In 1948, after the formation of the State of Israel, a large number of Palestinian refugees from Tel Aviv-Jaffa settled in the Gaza Strip. Many understood Yiddish; it was the main common language of trade and communication with their Jewish neighbors. In the first Hebrew city, the market spoke neither Hebrew, nor Arabic, nor even the Israeli broken pidgin Arabic that one can hear today on Rothschild Avenue in Tel Aviv. I went with Misha into cafés and shops, into restaurants and stores — and the locals all spoke to me in Yiddish. Many older Arabs back then knew Yiddish better than I do. Turns out that there were not dozens, but hundreds, maybe thousands of “Yiddishists” in Gaza.

Nobody in Israel had ever mentioned this to me. Later, I learned that many people knew, but didn’t like to talk about it. Such facts don’t fit into the common myths, for Israelis and Palestinians alike. I learned that some Gazans spoke in Yiddish to the Israeli soldiers when they entered after the victorious 1967 war. In those days many in the Israeli military still knew Yiddish, but the locals could not find a common language with them. The soldiers related this to the compilers of a seminal military history, but I heard that the editor decided not to include this story so as to not violate the myth that Yiddish had been left behind in the Diaspora.

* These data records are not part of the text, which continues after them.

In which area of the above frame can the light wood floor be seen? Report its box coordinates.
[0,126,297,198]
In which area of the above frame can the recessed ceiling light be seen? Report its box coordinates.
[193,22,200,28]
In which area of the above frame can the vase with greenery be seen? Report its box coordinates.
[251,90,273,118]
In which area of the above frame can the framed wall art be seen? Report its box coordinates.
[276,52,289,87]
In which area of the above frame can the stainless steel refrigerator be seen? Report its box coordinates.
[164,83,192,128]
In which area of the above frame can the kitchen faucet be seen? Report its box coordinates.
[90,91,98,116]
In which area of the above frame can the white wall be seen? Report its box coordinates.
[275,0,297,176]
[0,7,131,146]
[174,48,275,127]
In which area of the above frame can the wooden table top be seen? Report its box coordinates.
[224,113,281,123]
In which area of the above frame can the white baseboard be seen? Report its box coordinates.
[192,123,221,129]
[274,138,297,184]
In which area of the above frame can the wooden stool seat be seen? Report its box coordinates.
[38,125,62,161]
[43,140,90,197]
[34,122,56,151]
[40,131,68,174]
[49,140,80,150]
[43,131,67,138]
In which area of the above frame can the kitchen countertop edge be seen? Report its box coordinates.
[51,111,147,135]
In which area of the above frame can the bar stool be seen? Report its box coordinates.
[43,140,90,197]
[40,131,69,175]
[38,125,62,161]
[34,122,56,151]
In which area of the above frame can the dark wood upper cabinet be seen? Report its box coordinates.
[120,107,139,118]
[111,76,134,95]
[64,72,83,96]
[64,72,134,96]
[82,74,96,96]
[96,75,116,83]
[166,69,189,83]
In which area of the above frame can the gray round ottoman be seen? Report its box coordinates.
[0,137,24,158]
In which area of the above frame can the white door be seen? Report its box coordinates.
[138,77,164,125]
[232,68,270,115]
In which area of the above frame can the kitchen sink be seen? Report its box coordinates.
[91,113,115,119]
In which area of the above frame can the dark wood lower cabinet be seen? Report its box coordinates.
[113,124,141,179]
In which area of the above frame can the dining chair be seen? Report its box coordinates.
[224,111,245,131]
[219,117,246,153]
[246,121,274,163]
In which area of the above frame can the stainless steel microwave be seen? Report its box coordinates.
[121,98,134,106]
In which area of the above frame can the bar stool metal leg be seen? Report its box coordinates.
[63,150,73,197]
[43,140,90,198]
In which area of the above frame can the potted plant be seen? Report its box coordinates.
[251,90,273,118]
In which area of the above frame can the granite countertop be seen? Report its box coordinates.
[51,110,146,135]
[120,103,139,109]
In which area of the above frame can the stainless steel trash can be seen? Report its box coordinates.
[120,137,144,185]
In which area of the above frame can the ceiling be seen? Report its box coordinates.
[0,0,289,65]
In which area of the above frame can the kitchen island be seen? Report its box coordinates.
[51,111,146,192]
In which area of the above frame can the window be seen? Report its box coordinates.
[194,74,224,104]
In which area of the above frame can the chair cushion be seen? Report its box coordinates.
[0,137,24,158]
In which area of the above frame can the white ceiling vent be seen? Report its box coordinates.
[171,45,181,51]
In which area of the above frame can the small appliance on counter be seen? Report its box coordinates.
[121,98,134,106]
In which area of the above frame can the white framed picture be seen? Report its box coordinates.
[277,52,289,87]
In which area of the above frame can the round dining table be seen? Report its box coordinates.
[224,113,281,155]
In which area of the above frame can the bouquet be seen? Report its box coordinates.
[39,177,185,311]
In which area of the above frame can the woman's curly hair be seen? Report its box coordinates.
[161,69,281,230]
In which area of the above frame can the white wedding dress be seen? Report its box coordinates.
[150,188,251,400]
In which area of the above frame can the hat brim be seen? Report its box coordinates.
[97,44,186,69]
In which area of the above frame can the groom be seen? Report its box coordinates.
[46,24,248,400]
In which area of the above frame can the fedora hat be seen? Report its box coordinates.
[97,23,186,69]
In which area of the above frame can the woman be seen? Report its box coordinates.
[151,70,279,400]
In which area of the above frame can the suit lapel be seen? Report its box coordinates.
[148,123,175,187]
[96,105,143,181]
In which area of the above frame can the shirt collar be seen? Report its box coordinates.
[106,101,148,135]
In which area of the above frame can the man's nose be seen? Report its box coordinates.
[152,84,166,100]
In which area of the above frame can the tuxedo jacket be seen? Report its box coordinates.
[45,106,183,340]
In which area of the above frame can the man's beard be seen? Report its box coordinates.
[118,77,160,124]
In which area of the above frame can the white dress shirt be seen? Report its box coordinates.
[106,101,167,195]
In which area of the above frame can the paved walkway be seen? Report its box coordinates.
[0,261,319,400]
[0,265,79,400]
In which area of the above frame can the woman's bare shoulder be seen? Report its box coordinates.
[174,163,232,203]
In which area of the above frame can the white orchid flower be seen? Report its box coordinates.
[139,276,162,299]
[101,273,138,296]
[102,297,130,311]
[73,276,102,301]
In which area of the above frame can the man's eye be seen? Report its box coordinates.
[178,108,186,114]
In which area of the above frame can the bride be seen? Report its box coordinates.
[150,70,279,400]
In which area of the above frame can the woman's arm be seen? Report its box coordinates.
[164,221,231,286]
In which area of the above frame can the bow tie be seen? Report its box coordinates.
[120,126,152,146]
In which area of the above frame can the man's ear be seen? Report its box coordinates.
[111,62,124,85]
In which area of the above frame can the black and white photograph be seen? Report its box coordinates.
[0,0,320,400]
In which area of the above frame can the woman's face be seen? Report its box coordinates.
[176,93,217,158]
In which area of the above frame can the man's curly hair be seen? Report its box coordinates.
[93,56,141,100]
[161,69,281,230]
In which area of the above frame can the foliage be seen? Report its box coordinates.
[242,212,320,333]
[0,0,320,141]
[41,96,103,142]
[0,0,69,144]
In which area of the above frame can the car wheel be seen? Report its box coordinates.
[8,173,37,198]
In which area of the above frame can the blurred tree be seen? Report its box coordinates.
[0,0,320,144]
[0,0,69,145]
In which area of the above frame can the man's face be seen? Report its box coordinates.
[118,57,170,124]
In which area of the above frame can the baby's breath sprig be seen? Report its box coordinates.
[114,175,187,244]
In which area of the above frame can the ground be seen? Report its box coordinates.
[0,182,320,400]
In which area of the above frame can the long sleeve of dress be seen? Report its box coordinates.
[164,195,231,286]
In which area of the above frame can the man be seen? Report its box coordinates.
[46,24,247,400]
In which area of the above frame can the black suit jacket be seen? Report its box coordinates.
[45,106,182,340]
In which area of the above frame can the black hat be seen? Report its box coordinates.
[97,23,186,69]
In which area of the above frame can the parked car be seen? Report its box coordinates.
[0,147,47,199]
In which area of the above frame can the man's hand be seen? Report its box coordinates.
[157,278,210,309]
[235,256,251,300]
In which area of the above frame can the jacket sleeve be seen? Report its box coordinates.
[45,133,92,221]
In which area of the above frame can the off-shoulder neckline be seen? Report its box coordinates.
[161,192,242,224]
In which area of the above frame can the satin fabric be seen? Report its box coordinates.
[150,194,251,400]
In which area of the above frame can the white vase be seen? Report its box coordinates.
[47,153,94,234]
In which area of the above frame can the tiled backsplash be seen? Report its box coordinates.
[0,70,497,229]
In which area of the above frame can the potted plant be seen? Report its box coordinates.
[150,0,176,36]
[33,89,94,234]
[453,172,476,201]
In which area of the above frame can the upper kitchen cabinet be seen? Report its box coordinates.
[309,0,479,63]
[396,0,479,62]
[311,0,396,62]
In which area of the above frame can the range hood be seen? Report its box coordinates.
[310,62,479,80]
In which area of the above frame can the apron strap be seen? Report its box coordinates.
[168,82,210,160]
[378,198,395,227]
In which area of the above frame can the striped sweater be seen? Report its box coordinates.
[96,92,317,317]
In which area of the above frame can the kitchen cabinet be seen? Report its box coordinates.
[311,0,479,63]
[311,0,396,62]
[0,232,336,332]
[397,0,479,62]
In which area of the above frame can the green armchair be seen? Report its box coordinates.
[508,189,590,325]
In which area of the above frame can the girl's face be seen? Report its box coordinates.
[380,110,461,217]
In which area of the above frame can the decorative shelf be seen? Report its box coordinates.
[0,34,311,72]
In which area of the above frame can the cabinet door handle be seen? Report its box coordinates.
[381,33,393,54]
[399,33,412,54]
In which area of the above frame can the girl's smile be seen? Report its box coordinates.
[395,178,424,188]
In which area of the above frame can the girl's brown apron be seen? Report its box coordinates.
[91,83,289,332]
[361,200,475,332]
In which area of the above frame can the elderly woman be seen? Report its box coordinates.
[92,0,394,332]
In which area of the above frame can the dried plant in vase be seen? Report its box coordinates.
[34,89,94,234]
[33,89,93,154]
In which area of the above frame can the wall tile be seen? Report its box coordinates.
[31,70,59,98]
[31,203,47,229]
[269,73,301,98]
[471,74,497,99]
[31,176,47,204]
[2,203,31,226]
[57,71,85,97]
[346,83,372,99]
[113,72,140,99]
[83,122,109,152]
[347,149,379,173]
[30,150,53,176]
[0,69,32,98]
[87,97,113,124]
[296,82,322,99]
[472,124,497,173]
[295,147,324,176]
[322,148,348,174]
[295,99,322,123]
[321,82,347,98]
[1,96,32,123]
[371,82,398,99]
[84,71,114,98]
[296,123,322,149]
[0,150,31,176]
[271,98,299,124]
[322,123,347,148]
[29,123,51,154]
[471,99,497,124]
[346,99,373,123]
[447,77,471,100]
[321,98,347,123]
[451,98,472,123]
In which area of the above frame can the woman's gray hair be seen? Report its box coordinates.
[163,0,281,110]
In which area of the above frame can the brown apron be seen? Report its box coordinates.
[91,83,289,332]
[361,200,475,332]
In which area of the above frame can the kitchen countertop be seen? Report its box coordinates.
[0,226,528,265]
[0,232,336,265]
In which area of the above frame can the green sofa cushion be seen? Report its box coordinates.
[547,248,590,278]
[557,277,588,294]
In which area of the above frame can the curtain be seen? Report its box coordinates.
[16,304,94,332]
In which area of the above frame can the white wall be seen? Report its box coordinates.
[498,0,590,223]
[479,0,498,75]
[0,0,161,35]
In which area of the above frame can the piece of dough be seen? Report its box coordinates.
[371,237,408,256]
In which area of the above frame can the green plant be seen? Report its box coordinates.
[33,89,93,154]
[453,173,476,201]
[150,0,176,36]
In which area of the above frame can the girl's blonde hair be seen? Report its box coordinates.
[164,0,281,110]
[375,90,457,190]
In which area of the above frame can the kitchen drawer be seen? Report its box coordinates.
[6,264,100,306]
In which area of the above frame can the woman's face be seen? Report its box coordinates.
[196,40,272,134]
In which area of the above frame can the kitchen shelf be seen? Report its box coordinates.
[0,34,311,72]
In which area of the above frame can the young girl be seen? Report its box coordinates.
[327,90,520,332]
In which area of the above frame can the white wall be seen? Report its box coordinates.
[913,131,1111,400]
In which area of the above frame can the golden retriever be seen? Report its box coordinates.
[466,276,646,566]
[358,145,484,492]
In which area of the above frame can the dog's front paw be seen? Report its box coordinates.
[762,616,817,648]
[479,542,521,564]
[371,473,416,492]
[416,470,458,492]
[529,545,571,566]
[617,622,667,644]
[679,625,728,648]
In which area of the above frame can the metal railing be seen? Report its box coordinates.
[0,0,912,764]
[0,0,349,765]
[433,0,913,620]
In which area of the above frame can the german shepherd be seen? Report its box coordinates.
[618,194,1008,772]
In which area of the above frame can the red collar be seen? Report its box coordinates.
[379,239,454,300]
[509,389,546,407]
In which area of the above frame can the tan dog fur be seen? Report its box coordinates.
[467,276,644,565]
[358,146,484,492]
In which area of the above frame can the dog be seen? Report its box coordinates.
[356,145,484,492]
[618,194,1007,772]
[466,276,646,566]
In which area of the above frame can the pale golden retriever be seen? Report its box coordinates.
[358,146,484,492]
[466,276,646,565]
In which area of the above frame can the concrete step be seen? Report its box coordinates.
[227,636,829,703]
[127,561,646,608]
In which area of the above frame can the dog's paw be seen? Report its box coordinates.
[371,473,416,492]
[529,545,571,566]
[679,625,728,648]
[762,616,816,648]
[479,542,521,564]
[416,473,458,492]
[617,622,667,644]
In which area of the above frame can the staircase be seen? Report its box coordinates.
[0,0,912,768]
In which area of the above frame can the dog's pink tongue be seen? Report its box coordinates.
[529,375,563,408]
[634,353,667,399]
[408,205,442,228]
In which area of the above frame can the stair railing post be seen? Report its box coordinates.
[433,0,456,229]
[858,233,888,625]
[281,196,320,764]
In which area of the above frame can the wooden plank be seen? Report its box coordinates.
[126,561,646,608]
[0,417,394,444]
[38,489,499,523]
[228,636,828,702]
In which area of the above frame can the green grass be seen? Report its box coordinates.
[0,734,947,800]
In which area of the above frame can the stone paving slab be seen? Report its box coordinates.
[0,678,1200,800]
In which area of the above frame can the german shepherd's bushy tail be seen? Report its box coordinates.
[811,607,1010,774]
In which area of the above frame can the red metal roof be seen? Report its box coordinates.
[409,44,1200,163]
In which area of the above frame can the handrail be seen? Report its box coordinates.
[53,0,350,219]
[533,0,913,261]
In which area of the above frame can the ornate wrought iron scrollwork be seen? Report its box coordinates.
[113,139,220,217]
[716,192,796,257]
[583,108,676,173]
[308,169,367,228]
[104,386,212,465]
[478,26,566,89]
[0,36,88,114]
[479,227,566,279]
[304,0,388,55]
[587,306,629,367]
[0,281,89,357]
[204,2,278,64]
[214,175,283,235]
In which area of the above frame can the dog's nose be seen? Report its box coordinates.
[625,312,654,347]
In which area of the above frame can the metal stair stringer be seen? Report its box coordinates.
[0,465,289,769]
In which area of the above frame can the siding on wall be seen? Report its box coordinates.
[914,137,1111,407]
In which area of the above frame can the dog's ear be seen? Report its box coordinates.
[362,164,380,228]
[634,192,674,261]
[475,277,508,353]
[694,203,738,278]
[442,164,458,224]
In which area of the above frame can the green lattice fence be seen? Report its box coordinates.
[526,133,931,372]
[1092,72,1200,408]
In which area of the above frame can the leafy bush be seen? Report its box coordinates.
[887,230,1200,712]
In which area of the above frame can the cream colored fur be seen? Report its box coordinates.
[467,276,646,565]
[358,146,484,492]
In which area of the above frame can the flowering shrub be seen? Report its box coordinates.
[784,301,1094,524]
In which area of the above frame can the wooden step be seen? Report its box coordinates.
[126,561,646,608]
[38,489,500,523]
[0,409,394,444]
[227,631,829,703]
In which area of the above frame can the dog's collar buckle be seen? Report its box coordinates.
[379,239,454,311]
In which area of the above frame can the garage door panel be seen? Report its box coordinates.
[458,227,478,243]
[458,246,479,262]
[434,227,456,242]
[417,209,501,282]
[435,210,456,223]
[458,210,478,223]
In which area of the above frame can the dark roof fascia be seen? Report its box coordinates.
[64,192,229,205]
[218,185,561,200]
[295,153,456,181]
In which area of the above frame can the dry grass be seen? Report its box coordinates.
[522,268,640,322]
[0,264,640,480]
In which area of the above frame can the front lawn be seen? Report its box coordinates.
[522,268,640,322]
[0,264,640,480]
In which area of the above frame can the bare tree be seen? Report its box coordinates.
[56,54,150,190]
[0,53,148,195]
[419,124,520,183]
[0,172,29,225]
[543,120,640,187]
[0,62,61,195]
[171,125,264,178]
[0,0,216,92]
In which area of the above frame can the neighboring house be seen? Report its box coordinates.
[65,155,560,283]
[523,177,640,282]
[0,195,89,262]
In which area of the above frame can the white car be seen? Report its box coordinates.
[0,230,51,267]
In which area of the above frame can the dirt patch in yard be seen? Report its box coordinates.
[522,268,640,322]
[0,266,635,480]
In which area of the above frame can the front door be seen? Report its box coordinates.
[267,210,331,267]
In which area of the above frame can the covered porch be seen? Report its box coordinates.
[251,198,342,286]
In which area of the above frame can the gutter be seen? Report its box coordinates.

In the mid-’80s, Gaza became a dangerous place. Hamas was created, and started its activity with the executions of drug dealers. They also killed a few Israeli dealers, who were disguised as greengrocers, traders and meat salesmen. However, Misha kept his businesses in Gaza — legal and otherwise — as if nothing had happened. One night, after a day of work, we were sitting at a table in front of his store by an empty market in Be’er Sheva. I asked him if he was afraid. Misha was never a talkative person and he did not like idle questions. So he stared at me.

“You know, I’ve lived through the Nazi occupation in Galicia,” he said, turning from a small brazier, where he grilled us kebabs for dinner. “I pretended to be a Ukrainian lumberjack. With my goyish appearance, you know, I could get away with it, but if I had opened my mouth and spoken, the Yiddish accent would immediately have betrayed me. So I pretended to be mute. Only a few locals, who were in the timber business with my father and grandfather, knew who I was. All of them spoke Yiddish. This was the common market language over there. Many Poles, Ukrainians, Gypsies, Ruthenians, Romanians, Swabs, Gutzuls and other folks knew Yiddish. I was sure then, as I am sure today, that the one who speaks Yiddish — he couldn’t be my enemy.”

Michael Dorfman is a writer, journalist, human rights and Yiddish culture activist.